日本版SOX法(J-SOX)の実施基準を実質緩和するとの報道に対し金融庁は、「制度の適用が始まっていない段階で、緩和策を検討することはない。公式な発表をする予定はない」との見解を示した。実施基準について同庁は、「もとから企業ごとに判断してもらえるように数値を例示しているだけ」との姿勢を崩しておらず、実施基準の数値例を参考に、「あくまでも企業側で判断して欲しい」と強調している。

 一方で金融庁は、個別の問い合わせが多かった実施基準の事例のうち、誤解を招きそうな項目についてはQ&A集として公表することを検討している。例えば、業務プロセスにかかる内部統制の評価範囲について実施基準は、「例えば、売上高等の指標を用いて、金額の高い拠点から合算し、全体のおおむね3分の2程度に達するまでの拠点を重要な拠点として選定することにした」と記述しており、厳密な線引きは示していない。

 Q&A集の詳細は不明だが、「実施基準を緩和するのではなく、あくまで解説するという位置づけ」(金融庁)になる見通しだ。Q&A集の公表はこれまで、「金融庁が要否を判断する」(同)として明確に公表されるとは決まっていなかった。

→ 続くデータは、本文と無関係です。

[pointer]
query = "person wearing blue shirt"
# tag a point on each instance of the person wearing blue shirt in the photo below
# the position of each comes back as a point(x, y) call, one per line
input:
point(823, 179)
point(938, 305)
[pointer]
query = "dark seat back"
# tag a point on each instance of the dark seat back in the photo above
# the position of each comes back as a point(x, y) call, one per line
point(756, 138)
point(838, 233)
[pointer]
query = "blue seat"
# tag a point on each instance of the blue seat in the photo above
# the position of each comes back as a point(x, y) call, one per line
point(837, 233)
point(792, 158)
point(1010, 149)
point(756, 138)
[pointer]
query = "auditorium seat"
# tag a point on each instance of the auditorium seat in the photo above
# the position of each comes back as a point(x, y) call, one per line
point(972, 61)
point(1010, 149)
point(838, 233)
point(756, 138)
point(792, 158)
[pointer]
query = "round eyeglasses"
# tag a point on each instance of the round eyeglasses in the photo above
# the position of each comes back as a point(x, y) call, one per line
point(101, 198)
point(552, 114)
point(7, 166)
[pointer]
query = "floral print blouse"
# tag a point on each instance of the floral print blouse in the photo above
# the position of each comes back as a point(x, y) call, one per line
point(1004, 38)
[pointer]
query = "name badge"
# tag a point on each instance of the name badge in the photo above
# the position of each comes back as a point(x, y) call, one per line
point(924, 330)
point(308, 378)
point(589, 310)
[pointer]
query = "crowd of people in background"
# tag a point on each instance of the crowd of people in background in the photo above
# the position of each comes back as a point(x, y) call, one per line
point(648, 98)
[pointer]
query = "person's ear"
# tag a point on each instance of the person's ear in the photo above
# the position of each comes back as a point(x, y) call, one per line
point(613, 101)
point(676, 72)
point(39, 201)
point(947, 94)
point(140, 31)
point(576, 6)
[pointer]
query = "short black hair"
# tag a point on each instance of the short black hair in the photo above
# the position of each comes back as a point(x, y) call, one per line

 実施基準の正式名称は、「財務報告にかかる内部統制の評価および監査に関する実施基準」。日本版SOX法に対応するための、実務上の指針(ガイドライン)になる文書だ。日本版SOX法の適用対象となる上場企業やその連結子会社は、実施基準に沿った内部統制の整備が求められている。実施基準は、今年2月15日に金融庁が公表している。